SEVERAL TRUCKS were coming. Not from Machaquilá, but the south. The soldier wiped dew from his barrel with his hand, took a breath and held it, hearing his heart.
Lights brushed the pine tops and darted down the road. Headlights glinted round a curve – two trucks coming fast. The first roared past, a dark Bronco with orange roof lights. Then a Ford pickup with a camper top passed the soldiers, halted and backed off the road onto the shoulder. Two men got out and began to unload something from the back.
Half a mile down the road the Bronco’s brake lights flashed as it stopped and turned. One of the men at the pickup stood with a flaring lantern and began to pull crates from the back. From each crate he took another lantern and lit it.
The men placed a lantern on each side of the road. They ran up the road, stopping in front of the soldiers to drop off a second pair of lanterns, and turned back down the road toward the Bronco with the other lanterns. The Bronco was moving closer; it, too, was dropping off pairs of lanterns.

“DOWN THERE’S Xultún,” Murphy said. “A whole Mayan city - temples, schools, farms, observatories - all drowned in the bush.”
The jungle had flattened, tilting west from the Pine Ridge mountains toward the black defiles of the Río de la Pasión. “Suppose the Mayans knew?” Johnny said. “That it’d die someday, their civilization?”
“Maybe they were smarter than we are . . .”
Johnny laughed. “Can’t lose what you ain’t got.”
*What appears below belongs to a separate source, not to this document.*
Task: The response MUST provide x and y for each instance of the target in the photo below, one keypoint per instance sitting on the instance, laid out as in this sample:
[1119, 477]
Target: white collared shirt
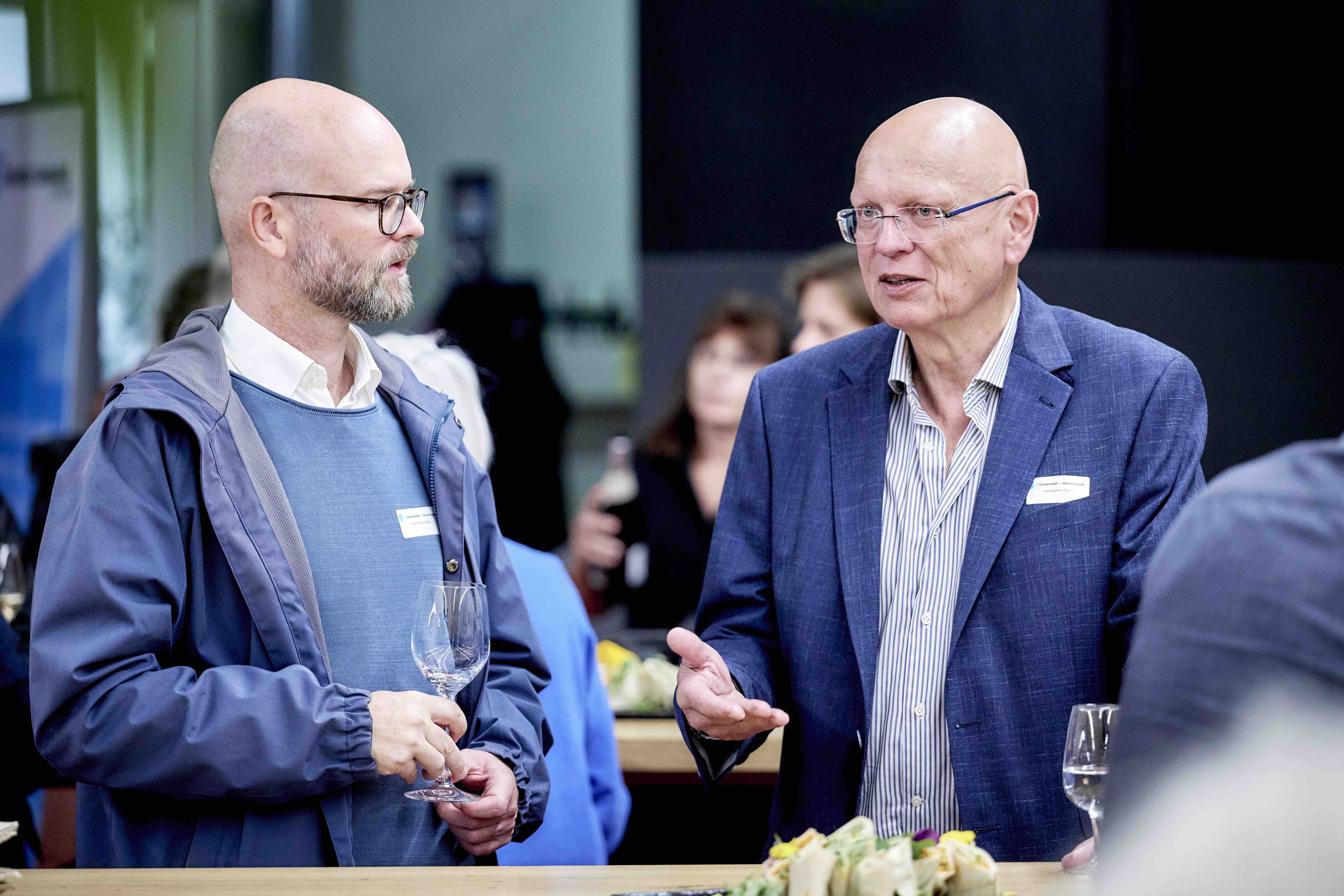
[927, 506]
[268, 361]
“Radar again.” Murphy dropped lower, skimming the trees, slid back the mini-window and the engine roar bounced up at him from the treetops. Little spots danced before his eyes, circles with black centers like the fuselage markings on British bombers. “Petén highway,” he said, nudging the rudder to swing southwest along a narrow dirt road.
“There was a guy,” he said, “in one of their myths, named Utzíl. He got tired of staying home so he wandered south through the desert, found an alligator dying of thirst and carried him on his back to a lake, went on to his enemies’ lands and fell in love with the king’s daughter.”
“Kind of thing you’d do.”
“The king’s soldiers chased the two of them all the way back to the lake. He hid the girl in a cave and the alligator appeared and carried him on his back across the lake so he could get help.”
“Would you watch that fuckin’’ tree!”
“It was five feet under the wing! You want to fly higher, so the radar picks us up and we get A37s all over our ass?”
“So what happened,” Johnny said, after a minute, “to the girl?”
“When they got back the girl had died and he threw himself off a cliff into the water. Lake Atitlán it was, southwest of here . . .”
Black pastures and tin-thatched roofs flitted under the wing, hearth smoke smudging the stars, the distant starboard glimmer of Dolores, the town named Sorrows; he swung west of the road to miss the Army outpost then SSE back over the road at Machaquilá, an Indian name for all Indian things lost, with its wan lamps and vacant streets, a sawmill and scattered tree corpses, the unfinished church gaping like a broken skull, the barracks school by the zipping road; and he banked right, then left, into the cleft beneath the two steep hills that always seemed like tits, ziggurats, like the temples of Tikal, air rushing like a river over the plane’s skin.
No shear now, he prayed, no crosswinds. The yoke was hot, vibrating in his palm, sweat tickling his ribs. He checked the landing gear: all down. “There they are!” Johnny said. Murphy eased the engine into low pitch, dropped the flaps, notched back the throttles, lifting the nose, and flared in a near stall down through the trees toward two rows of lanterns with the rutted road between them.